A LITTLE THEORY, SOME INTUITION AND A LOT OF EXPERIMENTS: DEVELOPING PROBABILISTIC MODELS FOR INFORMATION RETRIEVAL
Professor Stephen Robertson, Microsoft Research Centre, Cambridge, and City University London
Abstract: The probabilistic approach to information retrieval has proved itself to be a significant and valuable way of formulating and theorizing about problems in IR. It has provided some valuable insights, concepts, and arguments, which have contributed substantially to the state of the art. In addition, it appears to provide a sound theoretical basis for IR models. However, in common with other models, it fails to answer many questions, or provides only partial answers.

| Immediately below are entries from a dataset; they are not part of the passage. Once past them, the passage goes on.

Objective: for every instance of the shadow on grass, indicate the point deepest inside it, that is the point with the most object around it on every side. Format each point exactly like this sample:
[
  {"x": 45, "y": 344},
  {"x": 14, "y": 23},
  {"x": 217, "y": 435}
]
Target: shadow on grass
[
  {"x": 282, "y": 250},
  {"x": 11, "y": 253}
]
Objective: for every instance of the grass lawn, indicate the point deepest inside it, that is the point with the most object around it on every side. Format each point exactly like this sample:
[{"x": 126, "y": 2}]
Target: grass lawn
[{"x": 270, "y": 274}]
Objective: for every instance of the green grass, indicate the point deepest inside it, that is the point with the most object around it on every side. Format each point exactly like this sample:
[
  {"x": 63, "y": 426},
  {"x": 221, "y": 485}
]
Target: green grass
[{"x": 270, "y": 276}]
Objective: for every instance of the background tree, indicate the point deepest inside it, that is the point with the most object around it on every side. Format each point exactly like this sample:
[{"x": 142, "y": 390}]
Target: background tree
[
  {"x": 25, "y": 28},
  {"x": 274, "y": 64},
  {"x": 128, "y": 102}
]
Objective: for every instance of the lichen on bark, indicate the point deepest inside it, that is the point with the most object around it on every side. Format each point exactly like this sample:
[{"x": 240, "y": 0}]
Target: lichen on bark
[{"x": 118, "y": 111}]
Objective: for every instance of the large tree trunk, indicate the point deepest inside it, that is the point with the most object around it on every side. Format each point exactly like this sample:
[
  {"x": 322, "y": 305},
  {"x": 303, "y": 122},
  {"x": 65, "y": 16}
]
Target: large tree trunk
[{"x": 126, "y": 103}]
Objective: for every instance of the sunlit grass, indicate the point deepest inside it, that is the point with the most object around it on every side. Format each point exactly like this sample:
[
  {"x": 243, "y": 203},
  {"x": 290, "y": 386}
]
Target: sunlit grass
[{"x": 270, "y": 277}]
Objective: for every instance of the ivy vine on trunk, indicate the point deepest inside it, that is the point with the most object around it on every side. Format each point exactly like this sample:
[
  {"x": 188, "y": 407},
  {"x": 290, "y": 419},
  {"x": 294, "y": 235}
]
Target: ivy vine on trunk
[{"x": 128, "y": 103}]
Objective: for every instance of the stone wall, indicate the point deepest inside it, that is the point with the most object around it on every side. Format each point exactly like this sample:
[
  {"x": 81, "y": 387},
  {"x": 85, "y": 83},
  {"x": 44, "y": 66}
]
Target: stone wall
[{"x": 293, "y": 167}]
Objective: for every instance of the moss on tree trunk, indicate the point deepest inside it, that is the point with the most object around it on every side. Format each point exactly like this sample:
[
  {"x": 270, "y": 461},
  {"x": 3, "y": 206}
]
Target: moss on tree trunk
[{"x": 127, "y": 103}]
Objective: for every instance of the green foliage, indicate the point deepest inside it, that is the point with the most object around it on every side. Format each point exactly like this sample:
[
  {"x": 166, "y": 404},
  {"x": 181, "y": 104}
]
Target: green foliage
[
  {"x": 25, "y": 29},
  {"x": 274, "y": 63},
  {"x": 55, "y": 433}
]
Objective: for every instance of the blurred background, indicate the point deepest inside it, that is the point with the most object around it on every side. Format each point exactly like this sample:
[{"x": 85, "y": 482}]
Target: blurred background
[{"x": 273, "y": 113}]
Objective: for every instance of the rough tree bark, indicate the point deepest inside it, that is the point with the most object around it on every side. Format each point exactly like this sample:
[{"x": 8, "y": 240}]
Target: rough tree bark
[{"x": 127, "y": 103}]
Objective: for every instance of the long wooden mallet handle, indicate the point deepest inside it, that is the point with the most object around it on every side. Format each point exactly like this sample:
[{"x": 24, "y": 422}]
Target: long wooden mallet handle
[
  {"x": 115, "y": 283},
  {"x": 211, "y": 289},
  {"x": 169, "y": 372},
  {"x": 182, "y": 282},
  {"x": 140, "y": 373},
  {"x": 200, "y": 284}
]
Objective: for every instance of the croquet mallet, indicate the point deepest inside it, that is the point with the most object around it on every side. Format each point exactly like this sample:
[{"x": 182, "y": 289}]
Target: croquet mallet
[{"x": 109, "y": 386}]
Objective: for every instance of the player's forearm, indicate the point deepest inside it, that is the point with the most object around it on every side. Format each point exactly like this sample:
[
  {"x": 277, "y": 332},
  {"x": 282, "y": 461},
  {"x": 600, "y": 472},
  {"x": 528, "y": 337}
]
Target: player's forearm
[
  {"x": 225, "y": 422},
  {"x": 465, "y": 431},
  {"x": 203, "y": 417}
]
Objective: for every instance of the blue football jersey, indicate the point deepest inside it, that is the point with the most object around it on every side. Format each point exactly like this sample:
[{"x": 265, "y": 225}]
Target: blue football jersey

In many cases, indeed, it does little more than suggest answers. There are several reasons for this; one is that it simply has little to say about some of the phenomena which affect retrieval. For example, while it may be the case that some linguistic phenomena could be described in probabilistic terms, there are other aspects of language which seem much less susceptible to probabilistic modeling. Some of these questions (not all) may be answered by experimental means.

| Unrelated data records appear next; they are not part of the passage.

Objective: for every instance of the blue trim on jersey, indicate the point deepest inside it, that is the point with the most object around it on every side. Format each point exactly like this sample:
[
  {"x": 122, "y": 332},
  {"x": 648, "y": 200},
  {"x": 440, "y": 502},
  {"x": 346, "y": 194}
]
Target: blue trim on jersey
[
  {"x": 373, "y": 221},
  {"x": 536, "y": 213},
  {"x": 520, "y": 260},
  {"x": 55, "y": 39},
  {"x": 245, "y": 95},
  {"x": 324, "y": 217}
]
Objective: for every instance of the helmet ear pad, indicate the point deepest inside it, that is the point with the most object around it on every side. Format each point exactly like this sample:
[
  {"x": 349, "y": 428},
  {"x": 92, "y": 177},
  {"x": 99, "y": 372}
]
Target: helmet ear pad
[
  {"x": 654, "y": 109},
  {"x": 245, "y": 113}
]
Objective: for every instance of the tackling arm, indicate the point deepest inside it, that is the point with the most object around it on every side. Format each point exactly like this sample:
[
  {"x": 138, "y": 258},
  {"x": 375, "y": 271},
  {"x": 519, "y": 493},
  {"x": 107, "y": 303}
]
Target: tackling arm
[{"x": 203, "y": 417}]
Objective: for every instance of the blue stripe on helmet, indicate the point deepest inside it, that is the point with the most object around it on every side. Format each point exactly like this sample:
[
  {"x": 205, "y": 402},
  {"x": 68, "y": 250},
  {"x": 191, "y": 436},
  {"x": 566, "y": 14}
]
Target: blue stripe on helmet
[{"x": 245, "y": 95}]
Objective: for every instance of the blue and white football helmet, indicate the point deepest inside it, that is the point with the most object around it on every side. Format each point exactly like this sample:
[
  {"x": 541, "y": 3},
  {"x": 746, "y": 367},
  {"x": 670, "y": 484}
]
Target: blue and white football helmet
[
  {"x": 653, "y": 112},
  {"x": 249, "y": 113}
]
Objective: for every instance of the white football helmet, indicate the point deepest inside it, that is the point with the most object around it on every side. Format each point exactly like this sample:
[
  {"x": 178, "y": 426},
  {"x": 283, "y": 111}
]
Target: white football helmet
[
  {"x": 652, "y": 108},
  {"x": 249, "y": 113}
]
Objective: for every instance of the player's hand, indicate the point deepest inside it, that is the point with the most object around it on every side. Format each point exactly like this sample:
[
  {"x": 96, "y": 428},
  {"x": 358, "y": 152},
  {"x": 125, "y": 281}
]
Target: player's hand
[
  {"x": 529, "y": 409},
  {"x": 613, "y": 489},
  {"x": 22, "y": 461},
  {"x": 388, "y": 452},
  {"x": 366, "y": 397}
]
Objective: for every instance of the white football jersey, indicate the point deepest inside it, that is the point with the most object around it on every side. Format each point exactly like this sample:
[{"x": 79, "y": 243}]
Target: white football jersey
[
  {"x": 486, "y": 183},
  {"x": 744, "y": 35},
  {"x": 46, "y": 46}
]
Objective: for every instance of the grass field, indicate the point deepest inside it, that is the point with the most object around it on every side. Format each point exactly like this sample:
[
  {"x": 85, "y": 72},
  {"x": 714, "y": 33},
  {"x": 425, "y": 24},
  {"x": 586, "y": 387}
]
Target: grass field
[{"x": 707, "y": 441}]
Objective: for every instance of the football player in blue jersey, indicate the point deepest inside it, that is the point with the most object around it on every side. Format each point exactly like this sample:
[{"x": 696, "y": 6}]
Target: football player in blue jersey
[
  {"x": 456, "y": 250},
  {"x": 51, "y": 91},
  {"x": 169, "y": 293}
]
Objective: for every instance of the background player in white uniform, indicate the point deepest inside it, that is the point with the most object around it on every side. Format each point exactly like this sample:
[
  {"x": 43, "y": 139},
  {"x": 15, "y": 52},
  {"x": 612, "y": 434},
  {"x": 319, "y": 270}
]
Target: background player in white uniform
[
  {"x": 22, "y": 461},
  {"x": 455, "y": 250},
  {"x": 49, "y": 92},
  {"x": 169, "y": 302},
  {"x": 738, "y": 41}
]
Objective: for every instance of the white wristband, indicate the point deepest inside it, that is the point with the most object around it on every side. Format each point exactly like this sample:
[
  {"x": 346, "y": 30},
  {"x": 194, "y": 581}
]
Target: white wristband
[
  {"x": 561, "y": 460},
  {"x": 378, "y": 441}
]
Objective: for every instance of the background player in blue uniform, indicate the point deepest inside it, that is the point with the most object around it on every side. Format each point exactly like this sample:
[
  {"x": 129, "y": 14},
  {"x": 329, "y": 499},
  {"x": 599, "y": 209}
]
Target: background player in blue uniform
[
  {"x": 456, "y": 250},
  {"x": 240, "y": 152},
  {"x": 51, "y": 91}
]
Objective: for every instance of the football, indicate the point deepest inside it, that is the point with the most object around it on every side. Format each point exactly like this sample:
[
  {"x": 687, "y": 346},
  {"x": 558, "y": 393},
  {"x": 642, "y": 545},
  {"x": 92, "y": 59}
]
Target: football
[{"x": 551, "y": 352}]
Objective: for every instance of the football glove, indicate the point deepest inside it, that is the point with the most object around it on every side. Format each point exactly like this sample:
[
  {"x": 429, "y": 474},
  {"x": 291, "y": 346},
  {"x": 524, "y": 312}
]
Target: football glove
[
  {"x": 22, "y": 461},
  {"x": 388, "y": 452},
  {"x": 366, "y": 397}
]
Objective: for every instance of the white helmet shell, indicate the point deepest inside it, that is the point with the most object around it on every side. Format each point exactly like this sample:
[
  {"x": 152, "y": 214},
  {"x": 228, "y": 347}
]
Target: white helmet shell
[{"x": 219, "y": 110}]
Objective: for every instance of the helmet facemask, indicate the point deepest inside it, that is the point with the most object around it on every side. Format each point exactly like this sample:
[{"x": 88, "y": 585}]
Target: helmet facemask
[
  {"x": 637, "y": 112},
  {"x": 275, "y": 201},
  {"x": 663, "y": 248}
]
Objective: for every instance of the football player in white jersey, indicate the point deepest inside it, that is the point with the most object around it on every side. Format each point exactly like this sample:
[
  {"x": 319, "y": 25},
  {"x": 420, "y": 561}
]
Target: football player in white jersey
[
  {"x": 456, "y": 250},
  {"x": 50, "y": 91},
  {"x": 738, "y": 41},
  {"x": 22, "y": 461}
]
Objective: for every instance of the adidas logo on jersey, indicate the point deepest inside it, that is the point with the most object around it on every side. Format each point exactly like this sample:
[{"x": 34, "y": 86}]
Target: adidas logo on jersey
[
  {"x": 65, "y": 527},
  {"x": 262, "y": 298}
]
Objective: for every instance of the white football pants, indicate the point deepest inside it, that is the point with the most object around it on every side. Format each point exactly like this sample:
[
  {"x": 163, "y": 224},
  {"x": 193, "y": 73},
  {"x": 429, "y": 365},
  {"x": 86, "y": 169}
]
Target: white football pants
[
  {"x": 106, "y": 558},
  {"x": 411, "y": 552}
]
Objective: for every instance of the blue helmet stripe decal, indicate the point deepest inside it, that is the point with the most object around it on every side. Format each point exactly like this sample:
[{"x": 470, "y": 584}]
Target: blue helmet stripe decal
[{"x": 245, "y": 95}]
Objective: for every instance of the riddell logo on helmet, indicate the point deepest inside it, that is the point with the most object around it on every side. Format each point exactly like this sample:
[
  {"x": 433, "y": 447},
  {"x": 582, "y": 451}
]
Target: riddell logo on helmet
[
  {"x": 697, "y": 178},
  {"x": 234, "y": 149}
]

The combination of probabilistic models and experimentation can be more than the sum of its parts: theoretical modeling and experimentation can be seen to feed on and contribute to each other in the best scientific tradition. However, it sometimes seems that our approach to experimental evaluation is antithetical to theory.

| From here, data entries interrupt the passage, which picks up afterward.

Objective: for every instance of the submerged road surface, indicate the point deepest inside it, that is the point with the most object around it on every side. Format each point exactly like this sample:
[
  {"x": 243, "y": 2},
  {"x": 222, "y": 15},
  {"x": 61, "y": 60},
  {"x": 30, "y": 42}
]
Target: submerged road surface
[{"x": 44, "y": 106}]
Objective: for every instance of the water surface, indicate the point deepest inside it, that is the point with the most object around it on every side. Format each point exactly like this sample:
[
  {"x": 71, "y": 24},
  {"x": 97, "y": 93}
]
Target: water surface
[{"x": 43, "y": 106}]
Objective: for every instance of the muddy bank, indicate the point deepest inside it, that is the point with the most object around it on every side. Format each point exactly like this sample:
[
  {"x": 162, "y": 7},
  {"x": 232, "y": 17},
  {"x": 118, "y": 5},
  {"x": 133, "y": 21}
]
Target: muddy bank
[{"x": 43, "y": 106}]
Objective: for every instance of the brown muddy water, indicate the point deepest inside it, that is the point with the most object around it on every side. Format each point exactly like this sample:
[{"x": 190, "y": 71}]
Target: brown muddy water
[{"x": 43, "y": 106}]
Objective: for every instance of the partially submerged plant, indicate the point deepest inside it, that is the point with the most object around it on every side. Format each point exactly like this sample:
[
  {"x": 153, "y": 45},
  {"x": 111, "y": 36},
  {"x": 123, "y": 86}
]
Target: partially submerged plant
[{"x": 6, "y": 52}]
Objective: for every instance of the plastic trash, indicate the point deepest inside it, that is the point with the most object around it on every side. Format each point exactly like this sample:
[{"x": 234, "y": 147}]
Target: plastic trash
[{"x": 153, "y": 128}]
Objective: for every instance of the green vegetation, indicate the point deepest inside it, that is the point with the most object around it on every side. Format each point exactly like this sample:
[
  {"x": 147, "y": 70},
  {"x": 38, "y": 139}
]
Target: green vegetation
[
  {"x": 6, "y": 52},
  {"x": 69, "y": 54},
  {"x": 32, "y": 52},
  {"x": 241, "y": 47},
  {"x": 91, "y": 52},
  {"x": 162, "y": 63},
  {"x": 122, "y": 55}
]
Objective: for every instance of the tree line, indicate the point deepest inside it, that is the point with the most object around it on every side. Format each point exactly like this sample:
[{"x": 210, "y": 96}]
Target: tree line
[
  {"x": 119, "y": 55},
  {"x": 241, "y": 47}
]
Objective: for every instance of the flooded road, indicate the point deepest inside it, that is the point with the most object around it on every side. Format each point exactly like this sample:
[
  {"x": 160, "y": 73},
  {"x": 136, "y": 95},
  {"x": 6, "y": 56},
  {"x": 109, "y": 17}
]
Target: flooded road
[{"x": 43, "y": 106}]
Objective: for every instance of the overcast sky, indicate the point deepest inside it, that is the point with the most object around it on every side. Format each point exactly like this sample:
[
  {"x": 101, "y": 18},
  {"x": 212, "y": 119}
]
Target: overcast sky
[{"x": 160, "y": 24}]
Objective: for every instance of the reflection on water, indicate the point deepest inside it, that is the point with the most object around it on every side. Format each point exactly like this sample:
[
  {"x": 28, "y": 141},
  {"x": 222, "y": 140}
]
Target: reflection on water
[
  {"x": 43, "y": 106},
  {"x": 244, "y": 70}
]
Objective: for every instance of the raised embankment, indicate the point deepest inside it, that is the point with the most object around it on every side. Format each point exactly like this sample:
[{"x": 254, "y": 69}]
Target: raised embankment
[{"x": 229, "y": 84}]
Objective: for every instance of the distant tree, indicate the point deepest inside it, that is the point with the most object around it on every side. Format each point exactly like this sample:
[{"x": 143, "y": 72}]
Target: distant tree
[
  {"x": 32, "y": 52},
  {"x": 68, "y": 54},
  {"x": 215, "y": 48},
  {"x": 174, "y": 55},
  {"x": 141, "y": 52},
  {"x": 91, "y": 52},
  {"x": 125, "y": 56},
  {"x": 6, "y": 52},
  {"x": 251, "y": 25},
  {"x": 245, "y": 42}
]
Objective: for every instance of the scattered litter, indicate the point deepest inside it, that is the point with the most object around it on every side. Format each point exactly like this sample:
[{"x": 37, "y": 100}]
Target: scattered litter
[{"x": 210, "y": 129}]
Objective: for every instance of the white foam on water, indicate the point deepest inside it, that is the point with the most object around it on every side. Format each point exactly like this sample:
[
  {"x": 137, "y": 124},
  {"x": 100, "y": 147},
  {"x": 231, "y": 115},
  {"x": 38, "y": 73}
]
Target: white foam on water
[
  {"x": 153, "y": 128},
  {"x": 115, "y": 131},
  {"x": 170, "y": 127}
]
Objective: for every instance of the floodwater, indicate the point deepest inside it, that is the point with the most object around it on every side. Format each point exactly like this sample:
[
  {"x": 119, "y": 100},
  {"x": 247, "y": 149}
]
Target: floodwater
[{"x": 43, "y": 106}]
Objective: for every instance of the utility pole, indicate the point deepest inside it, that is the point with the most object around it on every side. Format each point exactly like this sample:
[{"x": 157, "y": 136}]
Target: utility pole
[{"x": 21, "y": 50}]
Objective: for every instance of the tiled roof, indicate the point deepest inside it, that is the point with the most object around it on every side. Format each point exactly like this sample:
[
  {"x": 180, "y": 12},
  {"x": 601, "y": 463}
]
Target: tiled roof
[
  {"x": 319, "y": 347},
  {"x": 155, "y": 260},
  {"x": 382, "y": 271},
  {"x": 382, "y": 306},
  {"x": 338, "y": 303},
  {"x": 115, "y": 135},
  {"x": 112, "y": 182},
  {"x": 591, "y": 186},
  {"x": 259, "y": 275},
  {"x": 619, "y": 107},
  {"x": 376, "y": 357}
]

In this talk, I will discuss the experiences of some years' work in this area. These experiences are mainly associated with City University London and the team which developed the Okapi experimental retrieval system, as well as with the huge international experimental programme known as TREC. I will also discuss some recent trends in probabilistic IR and the variety of ways of looking at retrieval probabilistically.
This seminar was held at the Department of Computer Science, Royal Holloway, University of London on 11 December 2000.